Lettre à Saint-Joseph

Sans date

 

Saint-Joseph, je vous écris, mon compagnon de tous les jours. Je vous écris parce que je me sens seul ce soir. L'énorme Afrique dort autour de moi, d'un sommeil lourd que strie le cauchemar des moustiques. Mais les étoiles sont au ciel. Elles contemplent en même temps que ma nuit africaine la Galilée où vous avez veillé sur Jésus. Peut-être ces étoiles, que deux mille années lumières éloignent de nous, vous admirent-elle à Nazareth sculptant au couteau l'araire que vous devez livrer demain ?

Et elles vous voient comme je vous vois, les étoiles, dans les dix huit ans de vos fiançailles. Les aviez-vous même, quand, Marie et vous, vous êtes accordés ? Les parents veulent toujours retarder les mariages. Car il n'a pas existé, le veuf « amorti » des Apocryphes. Je sais que vous êtes un adolescent, l'homme tout jeune en pleine force. Et votre amour pour Marie n'est pas celui d'un grand-père, mais de l'époux ébloui. Et vous vous aimez, Marie et vous, de toute la splendeur de l'amour humain. Vous avez senti, comme chacun de nous aux jours de ses épousailles, cette entente que ne peuvent dire les mots. Votre chasteté n'est pas une résignation de vieillard, mais la dure conquête de l'homme jeune pour un amour encore plus haut. Et parce que vous vous aimiez vous l'aviez compris que de grandes choses se feraient en vous.

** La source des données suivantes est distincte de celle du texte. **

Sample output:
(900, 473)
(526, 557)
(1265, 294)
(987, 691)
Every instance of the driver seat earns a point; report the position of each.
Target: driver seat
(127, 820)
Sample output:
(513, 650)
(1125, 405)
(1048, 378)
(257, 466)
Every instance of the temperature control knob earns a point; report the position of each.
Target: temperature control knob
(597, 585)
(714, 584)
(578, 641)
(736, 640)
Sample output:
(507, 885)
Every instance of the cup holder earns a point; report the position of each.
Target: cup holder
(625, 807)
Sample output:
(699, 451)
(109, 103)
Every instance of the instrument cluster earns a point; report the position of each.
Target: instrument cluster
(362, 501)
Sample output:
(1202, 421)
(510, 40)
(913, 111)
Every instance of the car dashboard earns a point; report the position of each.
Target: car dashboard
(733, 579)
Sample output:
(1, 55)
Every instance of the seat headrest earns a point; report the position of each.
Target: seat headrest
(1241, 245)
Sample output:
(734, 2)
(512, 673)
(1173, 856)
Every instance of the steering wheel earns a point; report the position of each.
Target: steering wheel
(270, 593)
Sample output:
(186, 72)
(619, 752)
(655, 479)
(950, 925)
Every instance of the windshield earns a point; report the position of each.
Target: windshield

Compagnon que Dieu donna pour ses premiers ans à Son Fils, vous êtes à Jésus presque autant un grand frère qu'un jeune père. Je vous vois quand vous lui apprenez les Écritures, quand vous lui faites réciter les psaumes. Je vous vois, maniant la varlope, tandis qu'il récite, assis sur le petit banc que vous lui avez fabriqué pour Noël (son anniversaire, après tout) avec le sourire de six ans, l'angoissant « Elie ! Elie ! Lamma sabactani ! ».

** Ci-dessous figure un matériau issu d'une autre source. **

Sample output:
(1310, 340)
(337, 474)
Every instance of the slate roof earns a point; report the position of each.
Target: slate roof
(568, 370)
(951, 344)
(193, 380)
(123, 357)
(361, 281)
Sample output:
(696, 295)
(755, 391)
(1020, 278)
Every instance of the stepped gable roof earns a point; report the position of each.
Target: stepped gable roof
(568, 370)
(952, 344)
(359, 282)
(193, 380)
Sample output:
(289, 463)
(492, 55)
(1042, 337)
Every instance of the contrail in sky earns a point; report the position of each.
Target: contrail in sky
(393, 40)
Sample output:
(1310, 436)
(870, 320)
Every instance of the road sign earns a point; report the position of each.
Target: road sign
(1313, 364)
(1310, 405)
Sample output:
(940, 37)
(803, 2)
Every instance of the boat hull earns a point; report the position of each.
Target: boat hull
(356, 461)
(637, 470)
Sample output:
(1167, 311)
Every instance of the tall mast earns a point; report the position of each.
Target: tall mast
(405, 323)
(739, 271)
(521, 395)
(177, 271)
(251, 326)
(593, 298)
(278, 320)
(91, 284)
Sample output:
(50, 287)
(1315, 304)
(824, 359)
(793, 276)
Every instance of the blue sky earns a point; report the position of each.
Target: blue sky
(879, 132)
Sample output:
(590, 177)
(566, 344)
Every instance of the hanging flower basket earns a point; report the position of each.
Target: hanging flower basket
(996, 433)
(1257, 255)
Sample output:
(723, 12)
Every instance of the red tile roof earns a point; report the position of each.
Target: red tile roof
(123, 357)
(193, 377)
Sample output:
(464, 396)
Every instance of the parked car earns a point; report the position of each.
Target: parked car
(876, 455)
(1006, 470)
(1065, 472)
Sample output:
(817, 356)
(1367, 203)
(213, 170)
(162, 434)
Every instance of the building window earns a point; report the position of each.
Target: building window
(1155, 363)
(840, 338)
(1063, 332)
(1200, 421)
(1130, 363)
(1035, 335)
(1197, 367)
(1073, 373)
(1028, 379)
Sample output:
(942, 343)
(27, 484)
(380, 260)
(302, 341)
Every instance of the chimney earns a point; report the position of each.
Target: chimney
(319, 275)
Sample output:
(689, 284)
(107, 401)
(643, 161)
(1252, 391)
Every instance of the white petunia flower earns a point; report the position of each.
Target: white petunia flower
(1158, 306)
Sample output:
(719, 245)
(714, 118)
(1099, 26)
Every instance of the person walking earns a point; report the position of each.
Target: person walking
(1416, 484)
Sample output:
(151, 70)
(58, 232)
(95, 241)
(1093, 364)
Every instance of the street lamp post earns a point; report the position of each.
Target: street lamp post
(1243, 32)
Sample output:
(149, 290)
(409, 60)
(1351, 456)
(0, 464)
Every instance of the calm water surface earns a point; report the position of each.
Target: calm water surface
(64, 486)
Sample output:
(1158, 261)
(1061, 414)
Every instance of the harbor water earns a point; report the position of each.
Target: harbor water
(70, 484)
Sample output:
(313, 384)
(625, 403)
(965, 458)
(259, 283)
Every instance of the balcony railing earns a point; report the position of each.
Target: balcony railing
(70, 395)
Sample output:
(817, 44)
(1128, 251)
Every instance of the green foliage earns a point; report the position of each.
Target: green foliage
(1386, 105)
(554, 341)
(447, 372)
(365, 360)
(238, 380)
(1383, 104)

Saint-Joseph, l'ami toujours jeune de ma prière, vous qui fûtes père comme je le suis, vous qui aimâtes comme nous aimons, avec même ces grands doutes qui nous ont tous déchirés ; vous qui avez connu les soirs d'angoisse dans le travail, quand la pratique se fait rare ; ô, compagnon de tous nos jours ! Je vous invoque. L'immense nuit tropicale, où s'allume la Croix du Sud, m'exprime qu'au-delà du temps, je vis avec vous comme avec un frère beaucoup plus jeune qui, le soir, s'assied près de moi et qui m'interroge, car nous pouvons au moins vous apporter quelque chose : l'expérience de notre misère.